PARIS — French President Francois Hollande pledged a new round of tax cuts next year worth €2bn as he battles to cut high unemployment and win back voters ahead of a 2017 presidential election.
In a wide-ranging two-hour news conference, Mr Hollande said that growth was picking up in the eurozone’s second-biggest economy, but not enough to cut unemployment.
The French president has set a durable turnaround in France’s unemployment, currently close to record levels over 10%, as a condition for seeking a second mandate.
Raging unemployment and stiff tax increases that were introduced at the start of his five-year term in 2012 have made the Socialist leader deeply unpopular with many voters.
If the next presidential election were held now, he would not make it to a run-off round, losing out to conservative challenger and far-right leader Marine Le Pen, according to an Ifop poll for RTL and Le Figaro released on Sunday.

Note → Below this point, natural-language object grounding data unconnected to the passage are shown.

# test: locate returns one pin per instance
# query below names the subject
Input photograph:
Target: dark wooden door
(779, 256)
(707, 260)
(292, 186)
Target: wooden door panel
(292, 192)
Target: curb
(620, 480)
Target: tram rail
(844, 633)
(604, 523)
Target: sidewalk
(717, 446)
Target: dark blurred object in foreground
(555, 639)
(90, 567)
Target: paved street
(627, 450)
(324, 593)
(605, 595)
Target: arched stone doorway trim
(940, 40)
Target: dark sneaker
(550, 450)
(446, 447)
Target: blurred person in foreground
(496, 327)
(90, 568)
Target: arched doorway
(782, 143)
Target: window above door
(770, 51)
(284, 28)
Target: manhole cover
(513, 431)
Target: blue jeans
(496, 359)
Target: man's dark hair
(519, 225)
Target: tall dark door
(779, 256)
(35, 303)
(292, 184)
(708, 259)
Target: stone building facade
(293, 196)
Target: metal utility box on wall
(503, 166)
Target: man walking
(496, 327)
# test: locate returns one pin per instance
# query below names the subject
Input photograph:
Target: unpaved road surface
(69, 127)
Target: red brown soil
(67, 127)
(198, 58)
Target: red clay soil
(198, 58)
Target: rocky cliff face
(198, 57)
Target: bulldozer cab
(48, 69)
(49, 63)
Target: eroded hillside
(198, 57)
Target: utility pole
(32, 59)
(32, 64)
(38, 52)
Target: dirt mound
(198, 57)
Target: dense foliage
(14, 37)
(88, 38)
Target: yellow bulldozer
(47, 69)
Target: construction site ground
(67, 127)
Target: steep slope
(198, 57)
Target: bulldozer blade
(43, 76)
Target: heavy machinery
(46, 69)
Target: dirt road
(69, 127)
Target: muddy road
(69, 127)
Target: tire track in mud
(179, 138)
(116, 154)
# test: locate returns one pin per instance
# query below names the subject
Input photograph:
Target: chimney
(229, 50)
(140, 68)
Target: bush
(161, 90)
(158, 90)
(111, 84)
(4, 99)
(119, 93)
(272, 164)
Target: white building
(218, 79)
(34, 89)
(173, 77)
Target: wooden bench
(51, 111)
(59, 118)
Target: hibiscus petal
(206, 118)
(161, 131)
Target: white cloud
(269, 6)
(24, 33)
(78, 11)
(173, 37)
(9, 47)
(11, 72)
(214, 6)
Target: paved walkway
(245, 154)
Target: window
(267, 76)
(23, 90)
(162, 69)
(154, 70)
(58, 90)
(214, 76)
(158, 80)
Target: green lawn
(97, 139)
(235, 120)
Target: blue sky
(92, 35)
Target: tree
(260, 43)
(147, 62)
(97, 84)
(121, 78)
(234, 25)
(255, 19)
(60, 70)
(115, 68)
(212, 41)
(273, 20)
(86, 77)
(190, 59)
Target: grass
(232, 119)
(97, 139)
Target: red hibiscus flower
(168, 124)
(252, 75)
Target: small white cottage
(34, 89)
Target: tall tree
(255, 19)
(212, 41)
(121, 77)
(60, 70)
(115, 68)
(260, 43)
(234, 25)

Mr Hollande already trimmed tax taxes for more than 9-million of France’s poorest households last year and those planned for 2016 would benefit 8-million.
“The tax-cut policy that was started in 2014 and increased this year will continue in 2016 … more than €2bn will be devoted to it,” he said.
The cuts would be financed by squeezing more savings from the budget elsewhere in order to respect the government’s pledges to European Union partners to cut its public deficit to 3.3% of economic output next year from an estimated 3.8% this year, Mr Hollande said.
The public finances are benefiting from improving growth, which he said would top 1% this year and reach 1.5% next year, even though it would not be enough to cut unemployment.
Mr Hollande pledged a reform of France’s complicated labour code, which many firms say discourages hiring, to give workers and companies more freedom to negotiate work conditions rather than imposing top-down rules on them limiting flexibility.
However, he ruled out changing France’s 35-hour work week, even though recent polls have suggest that a majority of French people would be favour.